Abschließend „marschierten“ wir dann zum Essen ins Brauhaus Päffgen, wo wir uns Kölsch und Kölner Spezialitäten munden ließen; allseitige Bewunderung rief dabei die unserem Vorsitzenden zugedachte riesige „Haxen“ hervor. Nach letzten Gesprächen und Kontaktaufnahmen endete die Veranstaltung dann gegen 15 Uhr.

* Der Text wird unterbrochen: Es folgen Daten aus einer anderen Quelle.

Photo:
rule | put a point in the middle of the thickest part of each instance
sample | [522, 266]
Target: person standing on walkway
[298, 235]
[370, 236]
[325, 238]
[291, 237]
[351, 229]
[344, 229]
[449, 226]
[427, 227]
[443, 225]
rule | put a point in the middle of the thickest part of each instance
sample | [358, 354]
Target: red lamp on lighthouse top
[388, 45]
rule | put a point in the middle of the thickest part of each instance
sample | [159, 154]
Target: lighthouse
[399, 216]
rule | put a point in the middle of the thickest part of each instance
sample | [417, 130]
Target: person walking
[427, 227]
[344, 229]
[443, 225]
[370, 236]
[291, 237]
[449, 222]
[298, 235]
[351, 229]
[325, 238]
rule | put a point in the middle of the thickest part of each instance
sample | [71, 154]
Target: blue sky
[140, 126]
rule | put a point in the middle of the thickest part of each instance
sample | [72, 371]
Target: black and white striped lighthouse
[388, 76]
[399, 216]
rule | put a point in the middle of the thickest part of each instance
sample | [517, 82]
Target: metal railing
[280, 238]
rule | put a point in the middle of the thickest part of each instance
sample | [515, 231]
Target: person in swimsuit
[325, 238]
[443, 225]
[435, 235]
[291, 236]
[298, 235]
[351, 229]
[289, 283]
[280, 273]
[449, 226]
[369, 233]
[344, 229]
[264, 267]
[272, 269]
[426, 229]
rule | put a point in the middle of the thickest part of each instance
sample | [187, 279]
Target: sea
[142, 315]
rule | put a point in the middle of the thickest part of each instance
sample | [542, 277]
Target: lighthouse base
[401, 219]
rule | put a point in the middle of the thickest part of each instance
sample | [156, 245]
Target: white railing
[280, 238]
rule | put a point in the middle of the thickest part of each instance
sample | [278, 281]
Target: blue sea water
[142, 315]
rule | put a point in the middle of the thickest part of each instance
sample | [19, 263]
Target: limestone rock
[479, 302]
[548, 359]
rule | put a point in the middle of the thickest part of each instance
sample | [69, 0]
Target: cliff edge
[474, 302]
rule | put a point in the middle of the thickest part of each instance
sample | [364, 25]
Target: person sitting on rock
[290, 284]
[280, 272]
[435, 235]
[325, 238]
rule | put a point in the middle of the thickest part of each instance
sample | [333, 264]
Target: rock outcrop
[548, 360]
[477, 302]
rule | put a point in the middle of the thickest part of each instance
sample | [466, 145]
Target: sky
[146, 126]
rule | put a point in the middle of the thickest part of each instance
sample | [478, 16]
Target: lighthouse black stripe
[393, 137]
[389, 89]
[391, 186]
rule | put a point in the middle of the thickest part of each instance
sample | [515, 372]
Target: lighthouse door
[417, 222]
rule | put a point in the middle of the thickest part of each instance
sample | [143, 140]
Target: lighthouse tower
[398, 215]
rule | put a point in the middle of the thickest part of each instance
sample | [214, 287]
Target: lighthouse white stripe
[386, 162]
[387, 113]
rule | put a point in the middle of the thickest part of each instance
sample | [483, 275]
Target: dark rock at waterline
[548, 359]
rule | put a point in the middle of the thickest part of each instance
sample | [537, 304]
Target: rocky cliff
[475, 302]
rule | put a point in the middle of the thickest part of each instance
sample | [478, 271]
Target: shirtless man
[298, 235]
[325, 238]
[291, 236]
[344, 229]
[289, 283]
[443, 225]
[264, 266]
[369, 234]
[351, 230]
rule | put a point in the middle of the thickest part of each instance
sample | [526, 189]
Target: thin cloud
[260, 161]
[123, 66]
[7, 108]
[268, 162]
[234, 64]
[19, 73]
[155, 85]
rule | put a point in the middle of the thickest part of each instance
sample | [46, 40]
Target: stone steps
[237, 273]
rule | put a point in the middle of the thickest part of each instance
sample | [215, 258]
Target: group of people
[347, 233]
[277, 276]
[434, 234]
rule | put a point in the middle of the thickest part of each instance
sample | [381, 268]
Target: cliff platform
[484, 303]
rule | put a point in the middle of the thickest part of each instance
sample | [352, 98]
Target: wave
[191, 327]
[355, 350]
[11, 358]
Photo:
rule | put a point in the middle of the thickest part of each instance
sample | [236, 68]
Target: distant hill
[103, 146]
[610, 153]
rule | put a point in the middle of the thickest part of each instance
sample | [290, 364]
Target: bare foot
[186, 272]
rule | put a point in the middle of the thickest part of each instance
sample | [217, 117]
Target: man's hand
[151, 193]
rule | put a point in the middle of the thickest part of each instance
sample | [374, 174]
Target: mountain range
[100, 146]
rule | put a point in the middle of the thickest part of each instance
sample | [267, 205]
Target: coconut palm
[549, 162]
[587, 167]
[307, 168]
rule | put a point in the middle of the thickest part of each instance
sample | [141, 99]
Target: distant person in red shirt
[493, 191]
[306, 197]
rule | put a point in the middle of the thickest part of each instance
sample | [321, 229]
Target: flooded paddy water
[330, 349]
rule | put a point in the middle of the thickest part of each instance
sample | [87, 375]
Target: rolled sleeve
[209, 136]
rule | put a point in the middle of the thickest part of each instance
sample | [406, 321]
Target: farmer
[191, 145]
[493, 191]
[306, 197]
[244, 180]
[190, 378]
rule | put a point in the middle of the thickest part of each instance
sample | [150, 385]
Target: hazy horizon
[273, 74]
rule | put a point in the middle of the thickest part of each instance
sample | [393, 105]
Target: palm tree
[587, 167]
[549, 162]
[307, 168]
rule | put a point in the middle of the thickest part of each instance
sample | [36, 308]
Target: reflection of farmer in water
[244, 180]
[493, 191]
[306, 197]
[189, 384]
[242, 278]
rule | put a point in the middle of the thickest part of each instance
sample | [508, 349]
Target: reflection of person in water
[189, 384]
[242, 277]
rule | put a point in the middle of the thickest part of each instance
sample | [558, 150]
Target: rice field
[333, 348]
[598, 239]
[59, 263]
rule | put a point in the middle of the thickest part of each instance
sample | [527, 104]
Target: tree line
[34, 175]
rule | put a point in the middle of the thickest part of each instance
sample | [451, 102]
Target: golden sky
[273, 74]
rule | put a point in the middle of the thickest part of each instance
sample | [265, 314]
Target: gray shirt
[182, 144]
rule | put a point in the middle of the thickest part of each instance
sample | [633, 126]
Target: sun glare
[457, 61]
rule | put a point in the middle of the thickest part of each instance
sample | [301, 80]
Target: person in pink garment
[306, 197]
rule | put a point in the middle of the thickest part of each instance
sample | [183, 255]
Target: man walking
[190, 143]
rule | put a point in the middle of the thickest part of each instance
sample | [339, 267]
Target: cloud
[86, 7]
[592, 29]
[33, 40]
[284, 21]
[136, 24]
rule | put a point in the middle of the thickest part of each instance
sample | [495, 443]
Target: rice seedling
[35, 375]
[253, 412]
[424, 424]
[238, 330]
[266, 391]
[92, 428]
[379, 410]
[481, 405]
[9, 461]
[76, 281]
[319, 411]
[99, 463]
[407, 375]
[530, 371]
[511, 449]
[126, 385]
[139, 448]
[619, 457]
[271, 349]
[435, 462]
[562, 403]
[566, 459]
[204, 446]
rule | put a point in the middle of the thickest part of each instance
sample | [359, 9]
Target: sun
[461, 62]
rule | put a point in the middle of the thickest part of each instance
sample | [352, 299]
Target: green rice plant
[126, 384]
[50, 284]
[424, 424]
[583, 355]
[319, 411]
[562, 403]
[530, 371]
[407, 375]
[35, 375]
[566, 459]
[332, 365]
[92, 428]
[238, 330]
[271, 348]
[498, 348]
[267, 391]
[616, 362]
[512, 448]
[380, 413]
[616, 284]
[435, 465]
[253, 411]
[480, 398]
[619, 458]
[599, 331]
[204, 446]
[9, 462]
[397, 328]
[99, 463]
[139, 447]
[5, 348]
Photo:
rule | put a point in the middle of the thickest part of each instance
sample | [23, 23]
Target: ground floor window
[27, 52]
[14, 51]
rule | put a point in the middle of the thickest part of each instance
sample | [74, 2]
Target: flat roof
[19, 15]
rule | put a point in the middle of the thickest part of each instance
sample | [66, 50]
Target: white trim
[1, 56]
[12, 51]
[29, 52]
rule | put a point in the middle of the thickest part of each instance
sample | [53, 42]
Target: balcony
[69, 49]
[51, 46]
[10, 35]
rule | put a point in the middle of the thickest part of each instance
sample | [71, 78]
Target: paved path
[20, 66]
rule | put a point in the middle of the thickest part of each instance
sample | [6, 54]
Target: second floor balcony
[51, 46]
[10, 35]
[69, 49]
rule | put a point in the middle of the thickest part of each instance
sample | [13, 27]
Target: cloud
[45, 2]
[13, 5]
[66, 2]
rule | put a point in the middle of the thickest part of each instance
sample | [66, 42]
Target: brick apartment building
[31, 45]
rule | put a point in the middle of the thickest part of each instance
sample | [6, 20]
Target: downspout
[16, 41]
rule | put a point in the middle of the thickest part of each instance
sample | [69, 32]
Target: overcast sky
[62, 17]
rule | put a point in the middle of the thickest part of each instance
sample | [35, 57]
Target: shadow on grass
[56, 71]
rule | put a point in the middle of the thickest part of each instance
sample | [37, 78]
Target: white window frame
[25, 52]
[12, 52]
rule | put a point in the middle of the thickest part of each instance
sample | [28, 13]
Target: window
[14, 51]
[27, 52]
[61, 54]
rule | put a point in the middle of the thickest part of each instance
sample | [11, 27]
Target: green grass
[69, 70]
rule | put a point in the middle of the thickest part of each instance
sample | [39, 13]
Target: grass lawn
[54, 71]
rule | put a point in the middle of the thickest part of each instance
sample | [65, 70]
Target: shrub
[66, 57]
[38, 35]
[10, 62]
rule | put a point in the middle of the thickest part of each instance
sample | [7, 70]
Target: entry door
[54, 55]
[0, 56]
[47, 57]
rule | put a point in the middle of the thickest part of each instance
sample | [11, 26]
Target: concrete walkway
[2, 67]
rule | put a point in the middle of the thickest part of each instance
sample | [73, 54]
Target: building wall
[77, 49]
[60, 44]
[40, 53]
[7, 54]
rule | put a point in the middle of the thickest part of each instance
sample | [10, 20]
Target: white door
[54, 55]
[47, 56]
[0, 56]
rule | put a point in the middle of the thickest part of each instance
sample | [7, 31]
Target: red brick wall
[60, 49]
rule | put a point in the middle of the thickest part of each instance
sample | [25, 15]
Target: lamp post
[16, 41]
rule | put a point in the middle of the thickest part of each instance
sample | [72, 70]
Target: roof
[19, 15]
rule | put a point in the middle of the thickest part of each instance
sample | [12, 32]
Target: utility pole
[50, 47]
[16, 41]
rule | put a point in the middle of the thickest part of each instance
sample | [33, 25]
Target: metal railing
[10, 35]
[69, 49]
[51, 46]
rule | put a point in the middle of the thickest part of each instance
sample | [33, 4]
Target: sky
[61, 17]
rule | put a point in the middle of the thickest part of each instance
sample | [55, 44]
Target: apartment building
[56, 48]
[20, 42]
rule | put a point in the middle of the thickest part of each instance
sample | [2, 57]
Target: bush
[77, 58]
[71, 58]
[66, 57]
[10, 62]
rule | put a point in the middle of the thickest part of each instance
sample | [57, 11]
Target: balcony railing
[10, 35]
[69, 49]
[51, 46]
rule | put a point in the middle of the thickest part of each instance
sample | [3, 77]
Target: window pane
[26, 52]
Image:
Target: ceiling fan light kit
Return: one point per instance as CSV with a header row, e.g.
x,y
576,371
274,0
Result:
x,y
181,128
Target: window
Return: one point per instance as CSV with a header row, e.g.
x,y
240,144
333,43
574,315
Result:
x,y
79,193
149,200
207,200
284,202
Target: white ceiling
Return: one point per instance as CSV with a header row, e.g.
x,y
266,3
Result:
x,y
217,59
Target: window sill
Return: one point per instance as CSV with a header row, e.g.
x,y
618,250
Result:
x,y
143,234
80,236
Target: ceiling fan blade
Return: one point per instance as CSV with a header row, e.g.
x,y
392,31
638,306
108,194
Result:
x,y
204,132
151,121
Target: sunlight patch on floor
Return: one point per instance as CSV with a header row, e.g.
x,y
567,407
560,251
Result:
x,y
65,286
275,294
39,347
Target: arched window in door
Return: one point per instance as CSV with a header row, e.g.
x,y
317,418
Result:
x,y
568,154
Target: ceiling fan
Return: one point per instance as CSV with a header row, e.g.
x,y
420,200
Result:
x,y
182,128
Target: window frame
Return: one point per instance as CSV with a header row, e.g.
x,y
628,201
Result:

Fazit? Wenn es der Sinn von „Mitglieder laden Mitglieder ein“ sein soll, die Arbeitsstätten und Forschungstätigkeiten von Mitgliedern kennen zu lernen, untereinander Verbindungen zu vertiefen, Japanerfahrungen auszutauschen und interessante Aspekte japanischer Kultur und ihrer Präsentation in Deutschland zu erfahren, und das alles ohne Hektik in einer gewissen Muße für Leib und Seele, so war die Veranstaltung in Köln optimal. Natürlich trug das äußere Ambiente mit dazu bei: Institute und Museum, Hotel und die Orte der Verköstigung waren alle zu Fuß bequem zu erreichen und selbst Petrus war günstig gestimmt. Aber, so denke ich, entscheidend war doch die Organisation, diesmal eine weibliche. Dafür danken wir der Veranstalterin sehr herzlich. Dank sei auch dem Club und Herrn Menkhaus, die so hervorragend für unser leibliches Wohl sorgten.

Anton Rieker


Terminankündigungen

Zur Feier des zehnjährigen Bestehens unseres JSPS-Clubs wird das alljährliche Treffen ehemaliger Stipendiaten am 22./23. April 2005 am Vereinssitz in Bonn stattfinden. Das Symposium wird Beispiele und Perspektiven japanisch-deutscher Zusammenarbeit in der Wissenschaft aufzeigen.

Im Rahmen des Deutschland in Japan Jahres wird der JSPS-Club gemeinsam mit der JSPS ein Symposium zum Thema „Urban Planning – Sustainable Cities“ in Tokyo veranstalten. Das Symposium wird voraussichtlich am 12. September 2005 stattfinden.

Ein eintägiges Besichtigungsprogramm ist im Anschluss an die Veranstaltung vorgesehen. Nähere Informationen zu dieser Veranstaltung teilen wir zu einem späteren Zeitpunkt mit.

Bitte merken Sie sich schon heute diese beiden Veranstaltungstermine vor.